Yo soy incluso más atractivo que él —se encogió de hombros, enderezando su corbata.
No le habría importado si solo estuvieran ellos dos, pero ella lo dijo con todos los presentes escuchando, y a Lago no le gustó.
Después de ser rechazado por Coco y escuchar esto de ella, comenzó a cuestionar sus estándares.
¿No era lo suficientemente guapo, atento o rico?
Madison se dio cuenta de su error e intentó calmarlo.
—Por supuesto que eres más guapo que él.
Entonces hizo algo inesperado.
Inclinándose, le dio un beso en la mejilla.
—¿Estoy perdonada ahora?
La comisura de los labios de Lago se curvó hacia arriba antes de responder:
—No hasta que salgas conmigo el viernes por la noche.
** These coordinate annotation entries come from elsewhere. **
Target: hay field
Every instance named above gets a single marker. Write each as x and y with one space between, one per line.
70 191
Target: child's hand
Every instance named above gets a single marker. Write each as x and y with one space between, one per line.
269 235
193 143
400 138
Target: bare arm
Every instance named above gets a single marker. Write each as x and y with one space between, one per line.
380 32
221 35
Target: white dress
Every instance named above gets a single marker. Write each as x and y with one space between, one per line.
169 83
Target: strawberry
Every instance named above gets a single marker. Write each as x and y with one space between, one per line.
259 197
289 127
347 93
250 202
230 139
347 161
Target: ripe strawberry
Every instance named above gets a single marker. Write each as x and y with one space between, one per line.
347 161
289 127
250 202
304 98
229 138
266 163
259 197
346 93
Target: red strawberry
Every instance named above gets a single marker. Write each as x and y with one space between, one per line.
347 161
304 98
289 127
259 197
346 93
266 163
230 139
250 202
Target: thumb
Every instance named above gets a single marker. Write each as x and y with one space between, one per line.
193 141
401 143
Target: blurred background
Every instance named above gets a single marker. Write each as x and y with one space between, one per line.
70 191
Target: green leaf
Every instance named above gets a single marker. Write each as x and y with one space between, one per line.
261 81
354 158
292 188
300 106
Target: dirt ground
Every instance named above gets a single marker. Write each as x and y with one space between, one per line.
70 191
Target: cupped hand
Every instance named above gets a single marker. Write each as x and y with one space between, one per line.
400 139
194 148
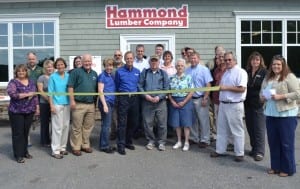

Todos estaban divertidos con su interacción excepto Coco.
Simplemente no podía identificar por qué encontraba incómoda su discusión.
—Trato hecho —se rió Madison.
Edmund se volvió hacia Michelle y dijo:
—La chica con la que querías emparejarme ya tiene ojos para dos hombres.
Supongo que volveré a perseguirte a ti.
La mirada de Rush se oscureció, pero Edmund no obtuvo la reacción esperada de Michelle y se dio cuenta de que su mente estaba lejos.
Siguiendo su mirada, la atención de todos se dirigió nuevamente a la mesa de Ezrah.
Sebastián ya se dirigía a su mesa ya que era animada, pero Ezrah rápidamente bloqueó su camino.
—¿No dijiste que querías verla?
¿No es ella tu sol?
—Ezrah lo provocó.
Sebastián se sintió avergonzado cuando su mirada se encontró con la de Michelle, pero sabiendo que Sebastián quería perseguir a Zora, Ezrah se lo puso aún más difícil.
—¿No la tienes pintada en las paredes por todo tu ático?
—preguntó Ezrah en tono burlón.
Sebastián quería golpearlo en la cara, pero la revelación dejó a Piper en shock.
Ezrah arrastró a Sebastián a su mesa y lo sentó en la silla reservada que había guardado para él.
Todo el asunto era como una película para los espectadores mientras Ezrah servía una bebida para Sebastián antes de dirigirse a Piper, que parecía haber visto un fantasma.
Estaba pálida y sudorosa, su espeso maquillaje se estaba borrando.
En ese momento, buscaba una abertura en el suelo para enterrarse.
—Dime, Piper, ¿lo conoces?
—preguntó Ezrah, haciendo que ella temblara cuando su mirada se encontró con la de Sebastián.